Preoperative Clinical Characteristics of Patients Who Underwent Endoscopic Endonasal Odontoidectomy for Basilar Invagination
| Patient | Age/Sex | Preoperative Signs/Symptoms | Associated Diagnoses | Clivoaxial Angle (Degrees) | Grabb-Oakes Measurement (mm) |
|---|---|---|---|---|---|
| 1 | 10/M | SOP, MY, SD, GI, DZ | C1.5M, EDS | 115 | 18.2 |
| 2 | 10/M | SOP, OSA, DZ | C1.5M | 116 | 14.4 |
| 3 | 11/M | SOP, SD | C1M | 118 | 9.1 |
| 4 | 18/M | SOP, MY | C1.5M | 106 | 17.2 |
| 5 | 16/F | SOP | C1.5M, SC | 93 | 9.4 |
| 6 | 14/M | MY, OSA, SD, GI | C1.5M, AOA, BI | 109 | 14.8 |
| 7 | 7/F | SOP, MY, SD, VE, GI | KF, C1-2AF, BI | 111 | 11.6 |
AOA, atlanto-occipital assimilation; BI, basilar invagination; C1-2 AF, C1-2 autofusion; C1.5, Chiari 1 malformation; C1M, Chiari 1 malformation; DZ, dizziness; EDS, Ehlers-Danlos syndrome; GI, gait instability; KF, Klippel Feil; MY, myelopathy; OSA, obstructive sleep apnea; SC, scoliosis; SD, swallowing difficulty; SOP, suboccipital pain; VE, vertigo.
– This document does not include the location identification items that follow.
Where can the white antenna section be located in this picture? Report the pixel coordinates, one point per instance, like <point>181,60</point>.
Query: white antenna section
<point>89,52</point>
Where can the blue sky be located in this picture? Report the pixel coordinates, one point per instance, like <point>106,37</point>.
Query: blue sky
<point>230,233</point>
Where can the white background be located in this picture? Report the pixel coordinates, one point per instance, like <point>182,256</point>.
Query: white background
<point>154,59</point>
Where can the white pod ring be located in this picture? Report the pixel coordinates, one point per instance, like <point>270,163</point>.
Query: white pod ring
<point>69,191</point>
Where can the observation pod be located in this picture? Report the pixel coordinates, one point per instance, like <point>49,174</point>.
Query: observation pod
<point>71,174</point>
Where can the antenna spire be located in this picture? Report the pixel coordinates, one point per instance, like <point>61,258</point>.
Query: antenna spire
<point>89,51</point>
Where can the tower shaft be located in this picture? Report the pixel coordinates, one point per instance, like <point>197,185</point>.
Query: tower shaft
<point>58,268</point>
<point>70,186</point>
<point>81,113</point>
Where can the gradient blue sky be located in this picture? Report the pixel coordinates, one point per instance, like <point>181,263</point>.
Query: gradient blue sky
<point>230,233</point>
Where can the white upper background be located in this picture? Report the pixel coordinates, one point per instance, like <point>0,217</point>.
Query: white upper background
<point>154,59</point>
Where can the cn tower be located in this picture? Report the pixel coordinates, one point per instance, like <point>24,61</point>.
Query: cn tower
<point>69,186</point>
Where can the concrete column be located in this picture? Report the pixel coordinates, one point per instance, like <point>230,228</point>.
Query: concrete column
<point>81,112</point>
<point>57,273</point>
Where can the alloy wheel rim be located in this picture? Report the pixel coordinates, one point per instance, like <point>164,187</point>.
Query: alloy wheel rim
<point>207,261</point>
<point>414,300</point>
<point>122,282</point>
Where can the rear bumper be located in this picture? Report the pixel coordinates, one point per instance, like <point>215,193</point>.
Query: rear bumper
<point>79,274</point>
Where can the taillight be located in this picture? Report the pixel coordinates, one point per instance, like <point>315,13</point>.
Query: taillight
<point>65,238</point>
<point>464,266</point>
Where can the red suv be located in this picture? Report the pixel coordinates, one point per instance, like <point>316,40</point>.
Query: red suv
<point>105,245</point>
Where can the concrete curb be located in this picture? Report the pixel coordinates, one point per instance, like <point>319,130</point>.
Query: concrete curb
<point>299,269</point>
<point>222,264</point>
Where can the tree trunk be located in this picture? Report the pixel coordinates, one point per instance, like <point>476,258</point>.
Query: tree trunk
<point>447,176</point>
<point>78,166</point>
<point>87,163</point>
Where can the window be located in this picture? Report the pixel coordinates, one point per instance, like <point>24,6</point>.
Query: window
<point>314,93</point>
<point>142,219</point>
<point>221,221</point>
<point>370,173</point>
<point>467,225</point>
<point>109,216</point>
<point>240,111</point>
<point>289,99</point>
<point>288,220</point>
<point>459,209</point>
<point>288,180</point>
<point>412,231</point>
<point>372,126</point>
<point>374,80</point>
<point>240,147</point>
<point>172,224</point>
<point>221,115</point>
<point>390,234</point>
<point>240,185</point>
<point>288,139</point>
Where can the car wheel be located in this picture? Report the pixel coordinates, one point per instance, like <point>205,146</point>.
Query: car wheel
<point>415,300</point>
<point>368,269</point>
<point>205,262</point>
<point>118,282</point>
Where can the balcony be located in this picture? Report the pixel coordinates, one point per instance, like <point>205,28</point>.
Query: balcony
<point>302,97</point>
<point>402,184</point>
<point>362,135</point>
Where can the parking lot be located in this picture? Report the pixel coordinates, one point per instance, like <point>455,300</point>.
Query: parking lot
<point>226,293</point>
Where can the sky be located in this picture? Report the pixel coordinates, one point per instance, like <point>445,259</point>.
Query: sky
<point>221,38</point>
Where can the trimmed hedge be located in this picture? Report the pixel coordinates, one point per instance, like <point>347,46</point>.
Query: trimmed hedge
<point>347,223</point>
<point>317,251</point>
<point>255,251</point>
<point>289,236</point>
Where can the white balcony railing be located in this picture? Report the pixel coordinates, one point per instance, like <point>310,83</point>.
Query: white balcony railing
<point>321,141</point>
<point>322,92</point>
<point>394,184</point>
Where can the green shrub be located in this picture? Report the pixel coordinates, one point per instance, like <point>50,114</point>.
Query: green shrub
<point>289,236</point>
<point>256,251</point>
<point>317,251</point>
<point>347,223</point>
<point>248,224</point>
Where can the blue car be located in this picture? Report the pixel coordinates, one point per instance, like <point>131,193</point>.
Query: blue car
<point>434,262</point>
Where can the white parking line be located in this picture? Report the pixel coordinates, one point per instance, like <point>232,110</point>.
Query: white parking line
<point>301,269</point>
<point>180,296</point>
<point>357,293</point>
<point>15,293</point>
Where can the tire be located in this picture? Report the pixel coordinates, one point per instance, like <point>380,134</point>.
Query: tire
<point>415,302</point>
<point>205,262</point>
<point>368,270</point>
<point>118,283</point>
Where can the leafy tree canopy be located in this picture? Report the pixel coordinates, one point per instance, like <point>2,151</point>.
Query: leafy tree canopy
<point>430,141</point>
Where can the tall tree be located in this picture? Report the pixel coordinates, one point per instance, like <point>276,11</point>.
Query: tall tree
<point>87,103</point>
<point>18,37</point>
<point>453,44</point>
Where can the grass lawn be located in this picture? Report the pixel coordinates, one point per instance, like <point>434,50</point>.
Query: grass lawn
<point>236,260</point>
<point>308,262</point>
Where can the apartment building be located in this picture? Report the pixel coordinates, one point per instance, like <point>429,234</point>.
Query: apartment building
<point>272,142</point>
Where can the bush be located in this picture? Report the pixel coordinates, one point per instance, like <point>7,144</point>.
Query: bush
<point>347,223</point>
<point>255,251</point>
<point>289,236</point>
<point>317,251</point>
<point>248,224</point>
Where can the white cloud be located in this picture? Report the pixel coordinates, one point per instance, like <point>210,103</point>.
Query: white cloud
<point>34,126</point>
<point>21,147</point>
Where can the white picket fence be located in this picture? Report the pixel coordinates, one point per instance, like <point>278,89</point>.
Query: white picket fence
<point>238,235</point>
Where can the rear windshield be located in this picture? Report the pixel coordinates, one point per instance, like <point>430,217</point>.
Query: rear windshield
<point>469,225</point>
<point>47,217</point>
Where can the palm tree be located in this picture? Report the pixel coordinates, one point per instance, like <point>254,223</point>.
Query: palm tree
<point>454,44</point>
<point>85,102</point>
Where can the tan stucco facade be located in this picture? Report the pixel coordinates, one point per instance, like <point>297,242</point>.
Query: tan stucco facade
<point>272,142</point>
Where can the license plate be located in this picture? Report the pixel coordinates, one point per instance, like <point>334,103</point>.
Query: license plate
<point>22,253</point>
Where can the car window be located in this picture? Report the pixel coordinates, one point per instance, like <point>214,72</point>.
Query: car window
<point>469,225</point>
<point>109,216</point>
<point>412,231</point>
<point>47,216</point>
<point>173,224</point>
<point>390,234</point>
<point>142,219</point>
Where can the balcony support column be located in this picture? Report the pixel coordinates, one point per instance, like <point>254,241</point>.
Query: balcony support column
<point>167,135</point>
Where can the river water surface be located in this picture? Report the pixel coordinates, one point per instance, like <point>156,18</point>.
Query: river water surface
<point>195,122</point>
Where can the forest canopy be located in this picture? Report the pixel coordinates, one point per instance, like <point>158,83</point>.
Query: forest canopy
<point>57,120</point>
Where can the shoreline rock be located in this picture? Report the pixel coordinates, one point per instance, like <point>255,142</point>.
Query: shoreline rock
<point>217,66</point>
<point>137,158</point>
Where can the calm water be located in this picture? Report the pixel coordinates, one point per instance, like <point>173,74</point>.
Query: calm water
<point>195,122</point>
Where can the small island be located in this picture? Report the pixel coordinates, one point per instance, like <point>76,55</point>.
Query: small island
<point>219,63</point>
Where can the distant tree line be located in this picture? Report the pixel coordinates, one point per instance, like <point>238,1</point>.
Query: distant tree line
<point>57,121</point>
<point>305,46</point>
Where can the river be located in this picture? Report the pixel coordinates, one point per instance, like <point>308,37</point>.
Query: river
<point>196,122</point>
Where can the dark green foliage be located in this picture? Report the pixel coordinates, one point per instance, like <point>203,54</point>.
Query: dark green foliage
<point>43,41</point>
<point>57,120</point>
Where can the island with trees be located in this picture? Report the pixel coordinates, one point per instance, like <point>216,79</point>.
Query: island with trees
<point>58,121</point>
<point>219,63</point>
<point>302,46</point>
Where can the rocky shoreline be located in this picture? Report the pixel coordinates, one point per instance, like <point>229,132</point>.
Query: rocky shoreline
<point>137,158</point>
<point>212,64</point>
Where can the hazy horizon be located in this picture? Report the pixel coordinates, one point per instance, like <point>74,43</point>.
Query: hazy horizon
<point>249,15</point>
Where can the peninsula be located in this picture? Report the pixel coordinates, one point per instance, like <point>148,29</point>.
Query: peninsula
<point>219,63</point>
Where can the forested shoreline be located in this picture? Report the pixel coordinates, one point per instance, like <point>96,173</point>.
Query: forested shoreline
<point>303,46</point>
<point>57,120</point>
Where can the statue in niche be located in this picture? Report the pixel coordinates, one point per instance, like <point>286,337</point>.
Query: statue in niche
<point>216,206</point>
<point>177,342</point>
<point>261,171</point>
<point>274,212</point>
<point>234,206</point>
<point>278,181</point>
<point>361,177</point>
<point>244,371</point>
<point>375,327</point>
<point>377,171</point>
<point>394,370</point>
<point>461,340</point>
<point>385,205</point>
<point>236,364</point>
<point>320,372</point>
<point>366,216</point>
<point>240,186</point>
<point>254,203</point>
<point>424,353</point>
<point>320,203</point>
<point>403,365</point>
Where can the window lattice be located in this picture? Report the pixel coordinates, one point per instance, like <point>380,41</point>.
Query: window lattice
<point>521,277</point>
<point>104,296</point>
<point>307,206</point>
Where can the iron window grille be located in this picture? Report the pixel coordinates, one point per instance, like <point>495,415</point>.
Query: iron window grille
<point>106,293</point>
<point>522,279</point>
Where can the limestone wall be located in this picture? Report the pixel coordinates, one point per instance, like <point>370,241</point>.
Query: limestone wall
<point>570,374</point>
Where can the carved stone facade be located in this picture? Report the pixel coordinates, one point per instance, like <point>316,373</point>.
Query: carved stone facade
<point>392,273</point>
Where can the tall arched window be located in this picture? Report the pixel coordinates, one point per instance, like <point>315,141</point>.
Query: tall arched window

Intra- and Postoperative Clinical Characteristics of Patients Who Underwent Endoscopic Endonasal Odontoidectomy
| Patient | Levels Fused | Complications | Extubated (POD) | Oral Feed (POD) | Follow-Up (Months) | Preoperative MRS | Postoperative MRS |
|---|---|---|---|---|---|---|---|
| 1 | O-C3 | Transient dysphagia | 1 | 1 | 17 | 3 | 2 |
| 2 | O-C3 | None | 1 | 1 | 13 | 1 | 0 |
| 3 | O-C3 | None | 1 | 1 | 23 | 3 | 1 |
| 4 | O-C3 | Reintubation | 0/2 | 2 | 24 | 2 | 1 |
| 5 | O-C4 | None | 1 | 1 | 32 | 2 | 0 |
| 6 | O-C5 | None | 0 | 1 | 76 | 2 | 1 |
| 7 | O-C5 | None | 0 | 0 | 51 | 3 | 2 |
MRS, Modified Rankin Score; POD, postoperative day.
Patient coughed postextubation and aspirated nasal packing and sealant requiring reintubation; subsequently extubated without incident on POD2.
Figure 1(A) Illustration showing the endoscopic endonasal approach to the odontoid along the hard palate. Note the absence of trauma to the oropharynx, which facilitates early extubation and feeding. Inset: View of the odontoid, after removal of the anterior ring of C-1. (B) Staged views of operation. Upper left: The nasopharyngeal fascia between the Eustachian tubes overlies the bottom of the clivus and the top of the odontoid. The sphenoid sinus is opened here for orientation purposes but does not need to be opened in this operation. Upper right: Anterior arch of C-1 after removal of nasopharyngeal fascia and longus colli muscles. Lower left: Odontoid process after removal of the anterior arch of C-1. Lower right: Ventral dura in front of CMJ after odontoid removal. CMJ, cervicomedullary junction.